The Best Mini Lemon Meringue Pies



These delicious and adorable pies are great for a crowd!



Ingredients:

Min Pie Shells (I used frozen ones but you can make them yourself)
For the Filling:
*If not using lemon cook and serve pudding*
One box of Vanilla Cook and Serve Pudding
1 can of Lemon Pie Filling
2 Lemons, juiced and zested
1-2 TSP Vanilla Extract
For the Meringue:
4 Egg Whites at Room Temp. 
1/2 TSP Cream of Tartar 
1 TSP Vanilla Extract 
1/2 C White Sugar 





Step 1: 

Before making the filling, pull your pie shells out of the freezer and lay them out on a cookie sheet to thaw before baking.
Take your four eggs and separate them, let them sit so when you need them they will be room temperature. 




Step 2:  Making the filling
*If you have a lemon cook and serve pudding, feel free to make that instead and move on to the next step*



Start by making 1 mall box of vanilla cook and serve pudding and set it aside.

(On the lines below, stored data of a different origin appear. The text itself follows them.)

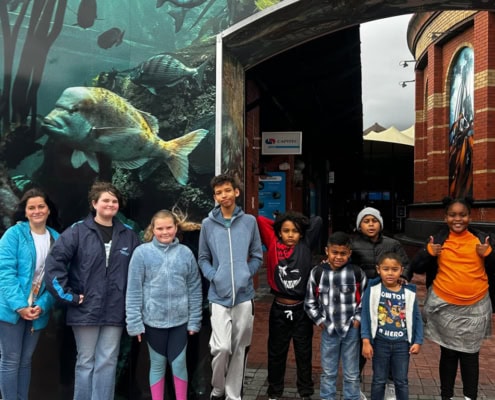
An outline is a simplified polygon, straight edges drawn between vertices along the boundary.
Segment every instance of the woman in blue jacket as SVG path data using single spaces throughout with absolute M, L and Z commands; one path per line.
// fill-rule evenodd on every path
M 53 246 L 45 282 L 68 305 L 77 347 L 74 400 L 113 400 L 127 271 L 139 238 L 116 218 L 123 200 L 111 183 L 94 183 L 88 200 L 92 212 Z
M 24 194 L 16 214 L 23 221 L 0 240 L 0 390 L 6 400 L 27 400 L 31 358 L 53 305 L 43 275 L 58 233 L 47 226 L 55 209 L 39 189 Z

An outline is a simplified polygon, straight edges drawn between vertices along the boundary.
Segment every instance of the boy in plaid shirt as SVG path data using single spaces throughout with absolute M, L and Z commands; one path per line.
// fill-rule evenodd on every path
M 351 238 L 335 232 L 325 248 L 327 260 L 311 271 L 304 308 L 322 329 L 320 397 L 335 400 L 342 359 L 344 398 L 359 400 L 361 295 L 366 274 L 349 263 Z

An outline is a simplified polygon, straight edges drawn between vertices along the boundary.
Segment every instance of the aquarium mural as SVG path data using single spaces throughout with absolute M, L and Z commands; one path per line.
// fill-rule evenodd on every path
M 0 0 L 0 233 L 34 186 L 48 192 L 66 228 L 87 214 L 96 179 L 123 192 L 120 218 L 139 233 L 162 208 L 201 221 L 214 205 L 215 35 L 277 2 Z M 242 178 L 237 73 L 220 162 Z M 185 238 L 193 249 L 194 237 Z M 205 310 L 189 346 L 191 398 L 209 397 Z M 32 390 L 70 399 L 75 345 L 64 310 L 53 315 L 33 359 Z M 118 398 L 149 398 L 146 353 L 123 338 Z
M 462 49 L 450 75 L 449 194 L 473 194 L 474 51 Z
M 200 221 L 213 206 L 215 35 L 275 3 L 2 0 L 2 215 L 40 186 L 68 226 L 103 179 L 137 229 L 174 205 Z M 228 160 L 242 154 L 234 128 Z

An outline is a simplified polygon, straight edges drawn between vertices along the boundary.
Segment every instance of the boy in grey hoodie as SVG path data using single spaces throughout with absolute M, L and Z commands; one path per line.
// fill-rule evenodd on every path
M 253 276 L 263 261 L 252 215 L 236 205 L 239 185 L 221 174 L 211 181 L 217 205 L 201 225 L 198 263 L 210 282 L 212 400 L 240 400 L 254 321 Z

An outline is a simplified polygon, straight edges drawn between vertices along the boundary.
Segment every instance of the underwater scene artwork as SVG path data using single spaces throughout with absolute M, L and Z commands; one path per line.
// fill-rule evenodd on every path
M 1 0 L 0 231 L 33 186 L 69 226 L 95 179 L 122 191 L 137 230 L 174 205 L 200 222 L 213 206 L 215 35 L 277 2 Z
M 0 0 L 0 235 L 27 189 L 47 192 L 62 231 L 88 214 L 88 189 L 105 180 L 127 198 L 119 218 L 138 233 L 160 209 L 187 214 L 194 231 L 184 243 L 194 251 L 197 222 L 214 205 L 216 34 L 276 3 Z M 241 174 L 242 132 L 227 128 L 220 162 Z M 55 307 L 33 357 L 30 390 L 40 398 L 73 398 L 76 351 L 64 315 Z M 209 398 L 203 320 L 188 344 L 196 399 Z M 150 398 L 147 362 L 124 334 L 116 399 Z

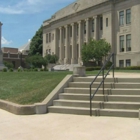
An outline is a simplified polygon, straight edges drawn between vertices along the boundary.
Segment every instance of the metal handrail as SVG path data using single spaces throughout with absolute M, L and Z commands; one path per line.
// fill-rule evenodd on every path
M 112 65 L 110 66 L 110 68 L 107 71 L 106 75 L 104 75 L 104 69 L 105 69 L 107 63 L 109 62 L 109 60 L 111 58 L 112 58 Z M 100 71 L 98 72 L 98 74 L 96 75 L 96 77 L 93 79 L 93 81 L 90 84 L 90 116 L 92 116 L 92 100 L 93 100 L 95 94 L 97 93 L 97 91 L 99 90 L 99 88 L 101 87 L 102 84 L 103 84 L 103 94 L 104 94 L 104 81 L 105 81 L 105 78 L 107 77 L 108 73 L 111 71 L 111 69 L 113 69 L 113 78 L 114 78 L 114 53 L 112 53 L 108 57 L 108 59 L 105 61 L 104 65 L 102 66 L 102 68 L 100 69 Z M 101 74 L 101 72 L 102 72 L 102 81 L 100 82 L 99 86 L 96 88 L 94 93 L 92 94 L 92 85 L 95 82 L 95 80 L 98 78 L 98 76 Z

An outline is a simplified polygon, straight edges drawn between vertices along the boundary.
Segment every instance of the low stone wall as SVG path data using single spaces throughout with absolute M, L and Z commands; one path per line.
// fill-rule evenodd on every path
M 64 88 L 67 87 L 68 83 L 72 80 L 73 76 L 67 75 L 42 103 L 19 105 L 9 101 L 0 100 L 0 109 L 9 111 L 16 115 L 45 114 L 47 113 L 48 106 L 53 104 L 53 100 L 58 98 L 59 93 L 63 92 Z
M 33 115 L 35 105 L 19 105 L 8 101 L 0 100 L 0 108 L 16 115 Z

Take 1 can of lemon pie filling and put it in a bowl.  With a hand mixer, whip it until it's all smooth.  



Add the vanilla pudding to the lemon filling and combine.  





Juice and zest 2 lemons and add that to your bowl along with 1-2 TSP of vanilla extract.

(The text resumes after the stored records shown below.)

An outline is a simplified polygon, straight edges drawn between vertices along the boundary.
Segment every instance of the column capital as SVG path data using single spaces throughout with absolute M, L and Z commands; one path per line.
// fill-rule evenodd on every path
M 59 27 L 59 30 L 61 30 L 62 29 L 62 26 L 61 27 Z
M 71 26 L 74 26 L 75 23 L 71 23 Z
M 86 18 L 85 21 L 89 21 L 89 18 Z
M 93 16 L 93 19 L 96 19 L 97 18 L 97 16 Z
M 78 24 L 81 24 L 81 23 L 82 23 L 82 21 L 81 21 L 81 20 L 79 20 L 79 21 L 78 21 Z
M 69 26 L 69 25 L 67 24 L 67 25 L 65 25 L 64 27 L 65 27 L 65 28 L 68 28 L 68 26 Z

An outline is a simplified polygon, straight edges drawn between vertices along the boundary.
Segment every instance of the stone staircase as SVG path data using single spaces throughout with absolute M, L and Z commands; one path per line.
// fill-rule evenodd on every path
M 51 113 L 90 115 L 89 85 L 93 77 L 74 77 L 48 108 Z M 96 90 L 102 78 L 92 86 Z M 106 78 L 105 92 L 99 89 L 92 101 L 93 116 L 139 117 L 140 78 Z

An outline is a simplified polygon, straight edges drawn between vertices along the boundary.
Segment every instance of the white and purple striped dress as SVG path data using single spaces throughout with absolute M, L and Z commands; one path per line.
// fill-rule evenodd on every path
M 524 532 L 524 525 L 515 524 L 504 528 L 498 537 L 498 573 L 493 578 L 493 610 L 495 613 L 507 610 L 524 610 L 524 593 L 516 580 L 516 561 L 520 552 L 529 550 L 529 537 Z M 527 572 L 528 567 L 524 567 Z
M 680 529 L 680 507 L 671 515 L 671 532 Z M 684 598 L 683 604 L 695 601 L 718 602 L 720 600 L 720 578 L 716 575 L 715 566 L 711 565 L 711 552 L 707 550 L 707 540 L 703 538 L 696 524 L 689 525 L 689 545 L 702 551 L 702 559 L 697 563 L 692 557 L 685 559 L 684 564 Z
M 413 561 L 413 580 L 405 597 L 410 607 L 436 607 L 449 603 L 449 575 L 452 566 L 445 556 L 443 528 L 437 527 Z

Set the lemon filling aside and well start on the rest of our pies, 
*Don't put the filling in the fridge, we want it semi warm when we put the meringue on*



Step 3:  Prepping the Pie Shells




Preheat your oven to 375 degrees and pop your pie shells in until they are a light golden brown color.  Don't let them get to dark because they will have to go back into the oven later.



Step 4: Making the Meringue 


 

Start by mixing your egg whites, cream of tartar, and vanilla in a mixer until you have soft peaks forming.




Once you have soft peaks, add your sugar a TBSP at a time, mix in between every time you add sugar.



Once all your sugar is added, let it mix a little longer!



Make sure you have super stiff peaks!  Once you have the desired texture, we can move on to assembling the pies.




Step 5:  Assembling the Pies



Start by adding your lemon pie filling into a Ziploc bag, cut off a tiny tip and fill your pies to the top.  Careful to not cut a big hole because the filling will come out really fast!



Add your meringue to a Ziploc or piping bag.  I put a french tip on mine to make it look a little nicer.  




Squeeze at the bottom, pull up really fast and you will get a nice little tip like this!



Step 6: Final Touches
                                               


Pop your pies in the oven one last time until the meringue is nice and golden.  You can check to make sure it is cooked with a food thermometer.



These are best chilled but you can eat them any way you'd like.  Enjoy!












The Outcome

I LOVED these!  I took them to an activity and they were gone before I could get to them, good thing I had one before!  They are pretty easy to make, they just take time.  The meringue was light and fluffy and had a nice flavor.  The flavors blended together so nicely. I'm definitely going to be making these again!